The perfect series to destroy your appetite.
I’e and his friend Kazu are taking the bus home from high school just like any other day. After they mysteriously pass out while aboard the bus, they wake up in a new bus full of dead bodies which are being transported into an underground facility utilizing butchered human meat for stomach-churning purposes. The place is run by dangerously powerful people serving an even more terrifying master.
Aligning themselves with other survivors, I’e and his new companions make it their mission to break out alive while being confronted with one nightmare after the other within the demonic facility. The truth of what’s truly going on underground is even more awful than they’re prepared to handle, however.

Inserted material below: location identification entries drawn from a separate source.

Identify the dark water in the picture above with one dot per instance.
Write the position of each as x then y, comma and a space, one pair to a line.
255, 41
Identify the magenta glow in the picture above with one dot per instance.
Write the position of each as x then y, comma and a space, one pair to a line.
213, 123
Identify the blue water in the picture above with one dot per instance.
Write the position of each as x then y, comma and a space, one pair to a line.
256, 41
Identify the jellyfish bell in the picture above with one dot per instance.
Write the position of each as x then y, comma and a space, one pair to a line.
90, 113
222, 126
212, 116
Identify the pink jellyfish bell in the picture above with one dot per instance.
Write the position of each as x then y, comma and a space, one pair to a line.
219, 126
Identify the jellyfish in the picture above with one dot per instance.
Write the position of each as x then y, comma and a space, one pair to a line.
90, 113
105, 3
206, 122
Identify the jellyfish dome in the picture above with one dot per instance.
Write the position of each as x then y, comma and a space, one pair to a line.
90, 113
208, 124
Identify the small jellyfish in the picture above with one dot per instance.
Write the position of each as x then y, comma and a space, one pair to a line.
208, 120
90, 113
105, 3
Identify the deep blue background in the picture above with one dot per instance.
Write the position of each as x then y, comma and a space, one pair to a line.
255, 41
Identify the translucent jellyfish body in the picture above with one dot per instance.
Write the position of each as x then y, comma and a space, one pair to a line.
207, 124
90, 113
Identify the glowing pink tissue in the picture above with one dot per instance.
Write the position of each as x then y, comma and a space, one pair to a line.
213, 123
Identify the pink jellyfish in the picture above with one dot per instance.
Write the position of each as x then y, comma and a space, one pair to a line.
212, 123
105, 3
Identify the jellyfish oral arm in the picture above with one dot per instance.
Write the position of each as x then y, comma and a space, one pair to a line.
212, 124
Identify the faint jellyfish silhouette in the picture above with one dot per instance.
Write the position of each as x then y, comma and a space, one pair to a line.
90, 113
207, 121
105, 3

Starving Anonymous starts off as a pure gross-out gore manga, but progresses into an insane science fiction psychological thriller with some genuinely fascinating characters and surprisingly emotional moments. Even through its weaker plot elements, the series keeps up a constant momentum of explicit horror, brutal action and bizarro nightmare fuel.
The villains are chilling, but the heroes aren’t exactly right in the head either. The two leading men Natsune and Yamabiki who support I’e with his escape are extremely disturbed while still being empathetic and very interesting. Natsume is a monstrous combat expert with a childlike understanding of the world while Yamabiki is a deranged genius whose morbid fascination with science often overrides his morality. The relationship between these crazy guys is what really brings the mystery, thrills and tension of the story to their full potential.

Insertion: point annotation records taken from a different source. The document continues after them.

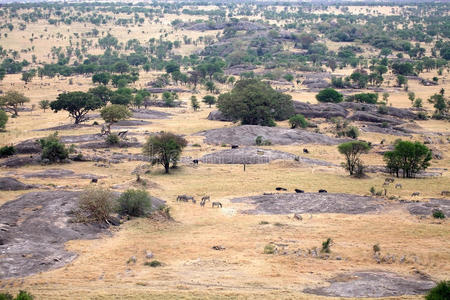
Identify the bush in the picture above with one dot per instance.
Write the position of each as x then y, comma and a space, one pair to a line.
438, 214
53, 149
269, 249
7, 151
440, 292
329, 95
153, 263
298, 121
135, 203
96, 204
3, 119
112, 139
327, 245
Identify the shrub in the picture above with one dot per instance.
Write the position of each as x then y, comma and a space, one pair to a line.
7, 151
96, 204
438, 214
153, 263
329, 95
269, 249
298, 121
3, 119
327, 245
352, 132
112, 139
53, 149
440, 292
135, 203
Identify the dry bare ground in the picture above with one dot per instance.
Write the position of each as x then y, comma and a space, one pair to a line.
414, 247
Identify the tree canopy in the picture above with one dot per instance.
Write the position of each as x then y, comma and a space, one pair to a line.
77, 104
256, 103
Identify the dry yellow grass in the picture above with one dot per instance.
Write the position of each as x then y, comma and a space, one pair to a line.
192, 270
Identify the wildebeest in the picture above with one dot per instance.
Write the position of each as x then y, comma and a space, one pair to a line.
218, 204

There’s a few moments where the logic behind the facility and the reasoning behind the strange world-building is a bit iffy, but the ridiculousness of the plot and the strong character work is solid enough to make up for its shortcomings. There’s some harsh commentary about global warming, treatment toward livestock for meat consumption and the increase of health problems in the modern world due to the way our environment is treated and the garbage that’s put in our food every day.
The finale is also surprisingly emotional and satisfying, being ambiguous enough to leave some of the darker themes up to the imagination.